Digitalisierung soll dem Kunden dienen
Dr. Anna Maria Oberländer und Professor Dr. Häckel beschäftigen sich mit Kundenorientierung auf der einen und mit IT-gestützten Prozessen auf der anderen Seite. Ein Gegensatz? Die beiden Wissenschaftler sagen, „nein“. Für sie schafft die richtige Kombination aus Effizienz und Exploration individuelle Kundenerlebnisse. Dabei fordern sie, dass die individuellen Ansprüche von Kunden wieder stärker in den Mittelpunkt digitaler Angebote rücken.
Frau Dr. Oberländer, Herr Professor Häckel, IT-gestützte Prozesse beeinträchtigen, meines Erachtens, oft die Kundenorientierung. Nun ist aber durch die Corona-Krise der Druck auf Unternehmen gewachsen, sich mit Automatisierung auseinanderzusetzen. IT-gestützte Prozesse sollen Kosten einsparen. Der Kunden rückt auf Platz 2 der Prioritätenliste. Deshalb meine Frage: Welche Rolle sollte der Kunde im Kontext von IT-gestützten Prozessen spielen?
Die Finanzindustrie befindet sich weiterhin im Umbruch, verstärkt durch die Dynamik der Corona-Krise. Durch die hohe Anzahl an Transaktionen und die Informationsintensität hat die Digitalisierung hier einen besonders starken Einfluss. Digitale Technologien – wie beispielsweise Künstliche Intelligenz und mobile Endgeräte – durchdringen zunehmend Unternehmensprozesse und verändern die Kundeninteraktion. Ein relevantes Schlagwort in diesem Kontext ist: Ambidextrie. Gemeint ist der Zweiklang aus Effizienz und Exploration. Finanzdienstleistern kann diese Kombination dabei helfen, sich auf wandelnde Anforderungen im Zeitalter der Digitalisierung einzustellen. Dabei ist es uns ein Anliegen zu betonen, dass Kundenorientierung und Automatisierung durch digitale Technologien keinen Gegensatz darstellen – im Gegenteil: Mit der richtigen Priorisierung können kundenrelevante Interaktionen personalisiert und zeitgleich nicht sichtbare Prozesse im Hintergrund automatisiert werden.
„Digitalisierung steht für die Erfüllung individueller Kundenbedürfnisse durch neuartige, maßgeschneiderte Produkte und Services.
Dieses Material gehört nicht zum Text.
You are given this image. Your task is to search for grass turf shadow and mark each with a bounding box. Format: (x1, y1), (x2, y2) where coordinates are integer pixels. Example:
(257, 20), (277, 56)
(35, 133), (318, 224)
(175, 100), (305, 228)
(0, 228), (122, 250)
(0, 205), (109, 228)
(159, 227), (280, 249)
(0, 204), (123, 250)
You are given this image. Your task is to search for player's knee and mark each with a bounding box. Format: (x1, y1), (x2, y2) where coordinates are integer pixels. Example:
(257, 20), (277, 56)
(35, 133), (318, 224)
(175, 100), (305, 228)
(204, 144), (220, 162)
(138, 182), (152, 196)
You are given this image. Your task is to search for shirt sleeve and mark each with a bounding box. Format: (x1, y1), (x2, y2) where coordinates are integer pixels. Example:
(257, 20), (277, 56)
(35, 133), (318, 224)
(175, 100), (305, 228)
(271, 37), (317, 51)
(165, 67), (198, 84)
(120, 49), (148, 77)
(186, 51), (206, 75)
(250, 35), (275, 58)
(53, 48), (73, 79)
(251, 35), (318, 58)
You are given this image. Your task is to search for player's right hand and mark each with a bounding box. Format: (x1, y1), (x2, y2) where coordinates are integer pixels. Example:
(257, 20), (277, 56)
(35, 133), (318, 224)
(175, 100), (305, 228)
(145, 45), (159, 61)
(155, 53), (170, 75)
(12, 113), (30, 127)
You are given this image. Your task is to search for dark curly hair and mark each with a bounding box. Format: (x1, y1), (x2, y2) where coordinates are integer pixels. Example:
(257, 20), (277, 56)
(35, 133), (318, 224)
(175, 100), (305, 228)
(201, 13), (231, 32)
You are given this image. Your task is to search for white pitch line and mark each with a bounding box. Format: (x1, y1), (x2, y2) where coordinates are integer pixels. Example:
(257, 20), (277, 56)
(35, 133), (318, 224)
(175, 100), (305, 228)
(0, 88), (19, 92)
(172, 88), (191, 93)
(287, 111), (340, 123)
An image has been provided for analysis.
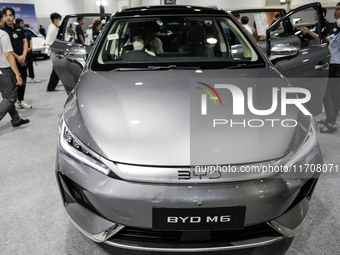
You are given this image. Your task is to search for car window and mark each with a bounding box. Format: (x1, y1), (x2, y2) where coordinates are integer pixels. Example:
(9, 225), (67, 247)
(286, 7), (322, 48)
(231, 11), (285, 42)
(27, 29), (37, 38)
(93, 16), (265, 70)
(63, 16), (106, 45)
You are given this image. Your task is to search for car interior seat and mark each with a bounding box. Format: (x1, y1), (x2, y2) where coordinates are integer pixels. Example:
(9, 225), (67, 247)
(178, 25), (214, 57)
(157, 25), (172, 52)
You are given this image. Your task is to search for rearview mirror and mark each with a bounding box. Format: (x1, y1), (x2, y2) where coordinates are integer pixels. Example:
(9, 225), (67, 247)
(269, 44), (299, 64)
(64, 46), (87, 67)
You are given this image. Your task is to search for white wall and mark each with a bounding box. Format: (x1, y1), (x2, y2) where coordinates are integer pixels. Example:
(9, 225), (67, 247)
(291, 0), (338, 8)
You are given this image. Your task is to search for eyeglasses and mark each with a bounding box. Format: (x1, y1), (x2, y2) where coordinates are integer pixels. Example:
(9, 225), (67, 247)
(334, 7), (340, 11)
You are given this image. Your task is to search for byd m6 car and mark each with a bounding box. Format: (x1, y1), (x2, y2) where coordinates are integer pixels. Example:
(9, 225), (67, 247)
(53, 3), (327, 252)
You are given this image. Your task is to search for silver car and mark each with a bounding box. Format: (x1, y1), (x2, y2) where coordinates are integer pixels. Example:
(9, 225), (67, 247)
(55, 4), (325, 252)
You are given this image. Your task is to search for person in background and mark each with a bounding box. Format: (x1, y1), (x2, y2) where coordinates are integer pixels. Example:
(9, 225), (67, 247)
(232, 13), (241, 23)
(271, 13), (283, 30)
(122, 27), (155, 56)
(322, 8), (331, 36)
(75, 16), (85, 45)
(1, 7), (31, 109)
(0, 10), (29, 127)
(67, 23), (74, 42)
(241, 16), (254, 34)
(15, 19), (41, 84)
(318, 4), (340, 133)
(330, 3), (340, 35)
(39, 25), (46, 37)
(92, 20), (102, 42)
(46, 12), (62, 92)
(144, 21), (163, 55)
(298, 7), (335, 39)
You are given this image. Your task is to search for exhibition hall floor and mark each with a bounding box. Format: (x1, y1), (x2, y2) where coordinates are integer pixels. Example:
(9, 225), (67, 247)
(1, 59), (340, 255)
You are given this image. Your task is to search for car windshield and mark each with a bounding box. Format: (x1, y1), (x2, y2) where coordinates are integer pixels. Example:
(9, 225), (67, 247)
(91, 15), (266, 71)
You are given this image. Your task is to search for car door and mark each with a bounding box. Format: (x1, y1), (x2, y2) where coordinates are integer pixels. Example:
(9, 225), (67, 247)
(50, 13), (110, 94)
(265, 3), (330, 116)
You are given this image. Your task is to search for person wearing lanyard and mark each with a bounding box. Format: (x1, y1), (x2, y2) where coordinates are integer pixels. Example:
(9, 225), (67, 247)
(318, 5), (340, 133)
(15, 18), (41, 84)
(1, 7), (32, 109)
(0, 10), (29, 127)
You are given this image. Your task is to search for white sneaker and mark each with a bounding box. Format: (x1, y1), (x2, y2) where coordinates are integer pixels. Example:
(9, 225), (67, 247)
(17, 101), (32, 109)
(27, 79), (41, 83)
(16, 102), (23, 109)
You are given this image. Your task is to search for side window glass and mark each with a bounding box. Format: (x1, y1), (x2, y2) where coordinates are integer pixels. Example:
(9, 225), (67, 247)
(28, 30), (37, 38)
(221, 20), (258, 61)
(64, 16), (105, 45)
(99, 22), (122, 63)
(64, 18), (77, 42)
(289, 7), (321, 48)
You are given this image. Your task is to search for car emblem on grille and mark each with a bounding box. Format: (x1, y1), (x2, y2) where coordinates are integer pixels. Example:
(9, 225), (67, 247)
(178, 170), (190, 180)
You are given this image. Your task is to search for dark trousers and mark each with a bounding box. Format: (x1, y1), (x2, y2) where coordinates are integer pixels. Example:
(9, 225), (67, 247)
(0, 68), (20, 124)
(47, 68), (59, 91)
(26, 51), (35, 79)
(17, 62), (27, 101)
(323, 64), (340, 124)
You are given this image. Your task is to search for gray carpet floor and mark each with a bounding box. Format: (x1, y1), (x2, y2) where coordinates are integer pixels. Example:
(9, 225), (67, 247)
(1, 59), (339, 255)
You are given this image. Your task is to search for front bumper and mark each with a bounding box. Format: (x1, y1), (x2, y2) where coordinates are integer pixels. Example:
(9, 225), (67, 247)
(32, 46), (51, 58)
(56, 143), (322, 251)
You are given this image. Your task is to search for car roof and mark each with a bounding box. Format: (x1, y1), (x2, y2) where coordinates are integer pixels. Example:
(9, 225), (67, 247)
(229, 8), (286, 14)
(115, 5), (227, 17)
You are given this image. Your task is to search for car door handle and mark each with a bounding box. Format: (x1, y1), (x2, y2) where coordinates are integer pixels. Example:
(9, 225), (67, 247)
(314, 63), (329, 71)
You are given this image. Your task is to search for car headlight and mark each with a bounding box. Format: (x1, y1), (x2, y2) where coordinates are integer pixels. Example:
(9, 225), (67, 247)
(58, 114), (111, 175)
(283, 117), (320, 174)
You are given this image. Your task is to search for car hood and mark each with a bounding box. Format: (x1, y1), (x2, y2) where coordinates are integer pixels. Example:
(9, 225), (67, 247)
(65, 67), (309, 166)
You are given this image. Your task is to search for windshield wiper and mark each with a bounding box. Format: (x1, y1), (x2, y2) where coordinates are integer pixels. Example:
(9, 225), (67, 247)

Solche individualisierten Service- und Beratungsangebote werden immer wichtiger, da sie Finanzdienstleistern langfristige Kundenzufriedenheit und damit Wettbewerbsfähigkeit sichern.“
Einerseits bedeutet Effizienz, transaktionale Prozesse überall dort IT-unterstützt zu beschleunigen oder gar zu automatisieren, wo diese keinen individuellen Mehrwert an der Kundenschnittstelle schaffen. Parallel dazu heißt Exploration, neue Wege des Technologieeinsatzes zu identifizieren, um innovative Wertversprechen für Kunden zu entwickeln. Denn Digitalisierung ist viel mehr als nur Automatisierung. Digitalisierung steht für die Erfüllung individueller Kundenbedürfnisse durch neuartige, maßgeschneiderte Produkte und Services. Diese werden durch digitale Technologien ermöglicht. Solche individualisierten Service- und Beratungsangebote werden immer wichtiger, da sie Finanzdienstleistern langfristige Kundenzufriedenheit und damit Wettbewerbsfähigkeit sichern.
„Der Kunde sollte daher als zentraler Werttreiber wieder stärker im Mittelpunkt des digitalen Wandels stehen. Dabei stellt sich die Frage, wie digitale Technologien zu besserer Beratung und individuellen Kundenmehrwerten beitragen können.“
Getrieben durch eine starke Wettbewerbsdynamik rückt das individuelle Kundenerlebnis – die sogenannte Customer Experience – als Differenzierungsmerkmal wieder stärker in den Fokus. Gerade in den letzten Jahrzehnten hat die Kundenorientierung durch das hochstandardisierte Massengeschäft im Retail Banking gelitten. Derweil schafft eine intensive Beratung – insbesondere bei langfristigen Entscheidungen wie beispielsweise Krediten – einen echten Mehrwert für Kunden. Der Kunde sollte daher als zentraler Werttreiber wieder stärker im Mittelpunkt des digitalen Wandels stehen. Dabei stellt sich die Frage, wie digitale Technologien zu besserer Beratung und individuellen Kundenmehrwerten beitragen können. Der Einsatz von Künstlicher Intelligenz erlaubt beispielsweise eine datenbasierte, individuellere Kundenansprache und Beratung. Kundenorientierung und Automatisierung sind daher kein Widerspruch. Auf die geschickte und kontextspezifische Kombination von Effizienz und Exploration kommt es an.